Thursday, 19 January 2012
Enter Shikari - A Flash Flood Of Colour
Last week, there was a general buzz in the air at how the Maccabees very nearly nabbed the No. 1 spot in the album charts - initial mid-week reports laid the groundwork for a guitar band beating off the likes of big pop artists like Adele and Bruno Mars (albeit in the notoriously poorly-selling January weeks).
And while the Maccabees ultimately ended up at a still very respectable No. 4, the situation looks set to repeat itself this week - but in this instance with Enter Shikari taking up the gauntlet.
For the dance-metal melding rock act, it'd be a major coup, but a thoroughly deserving one. A Flash Flood Of Colour is, in short, brilliant - particular highlights include the politically engaged Stalemate and the almost Streets-esque Constellations: all rhymed spoken word tales of being lost in an uncompromising world. Disaster vs. sustainability - the band leave it up for the listener to implement the ambition and drive for success on their own life.
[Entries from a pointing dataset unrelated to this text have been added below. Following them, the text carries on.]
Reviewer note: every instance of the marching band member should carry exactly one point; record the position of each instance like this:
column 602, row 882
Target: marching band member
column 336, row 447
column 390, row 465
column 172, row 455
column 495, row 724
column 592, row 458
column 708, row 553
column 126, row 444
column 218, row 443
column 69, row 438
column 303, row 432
Many albums can attain to sound 'of the time', but it is A Flash Flood Of Colour that truly engages with what our time is about. Cutting through headlines with an almost childlike singularity of mind, the album sees the crystallisation of a band at the peak of their powers - to see the record go No. 1 would be a bite back at arguably anti-Metal institutions like the BRIT / Mercury awards.
And that's not to say what the BRIT and Mercury awards do is wrong - personally I love keeping up to date with them and think they bring a vital sales boost to the industry - but there are certainly specific genres they overtly shy around, in the process ignoring many great albums. Enter Shikari nabbing that No. 1 would be only right for a band that have stuck in there when so many others have folded after disappointing sales of their sophomore effort.
What makes A Flash Flood Of Colour so brilliant though? It's there in the way it folds together stadium-sized hooks with the forefront of the dub-step-metal movement brought so wonderfully to the fore by Korn's Path of Totality last year. Oh, and the album is so definitively British - it could have only been here, made in England, that a band would have the bombacity and innate sense of quirk to title a single Gandhi Mate, Gandhi.
It's here that - alongside Constellations and Stalemate - that the record hits its peak. Passing through its various movements, from manifesto-like spoken-word intro to thumping acidic synth meltdown, from hardcore riff-slamming to the way Rou Reynolds reels off a wild cry of 'yabbadabbadoo' as if its place in a contemporary song is the stuff of everyday occurrence. It's electicism at its very best, concentrated down into one of the best rock LP's of the past twelve months.